• Models
  • News
  • Pricing
  • FAQ
Contact
News
TutorialElevenLabsTTS·Jun 10, 2026·8 minute read

ElevenLabs Text to Speech — Complete Guide for Creators

Everything you need to know about ElevenLabs on Sonna: Eleven v3, Multilingual v2, Flash v2.5 — which model to pick, credit costs, and real-world use cases.

ElevenLabs

ElevenLabs is one of the world's leading text-to-speech (TTS) providers, and Sonna integrates three of their best models directly into the platform — without requiring your own ElevenLabs account. Simply select a voice, type your text, and generate studio-quality audio in seconds.

This guide explains the three ElevenLabs models available on Sonna, the differences between them, and when to use each one.


ElevenLabs Models on Sonna

Sonna provides three ElevenLabs models:

ModelModel IDLanguagesCharacter LimitCost per Character
Eleven v3eleven-v370+5,0002.10 credits
Multilingual v2eleven-multilingual-v22910,0002.10 credits
Flash v2.5eleven-flash-v2-53240,0001.05 credits

All ElevenLabs models require a Pro/Max plan or PAYG credits. Free users can only use Google Cloud TTS (Neural2 and WaveNet).

If you use the Sonna Developer API, all ElevenLabs models automatically receive a 10% discount.

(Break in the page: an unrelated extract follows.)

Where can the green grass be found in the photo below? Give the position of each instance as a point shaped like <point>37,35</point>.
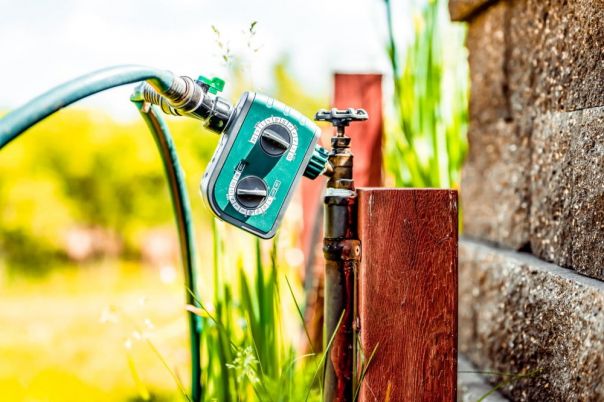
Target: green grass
<point>425,141</point>
<point>250,331</point>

Eleven v3 — The Most Expressive Model

Eleven v3 is the latest and most advanced ElevenLabs model. Released to general availability in March 2026, it brings unprecedented expressiveness to TTS.

Key Advantages of Eleven v3

Audio Tags — a unique Eleven v3 feature that allows you to control emotions and styles directly within the text:

[excited] Welcome to Sonna! [whispers] Your audio generation is ready.
[sighs] This is not easy... [confidently] But we can do it.
[laughs] Absolutely incredible! [slowly] Let us start from the beginning.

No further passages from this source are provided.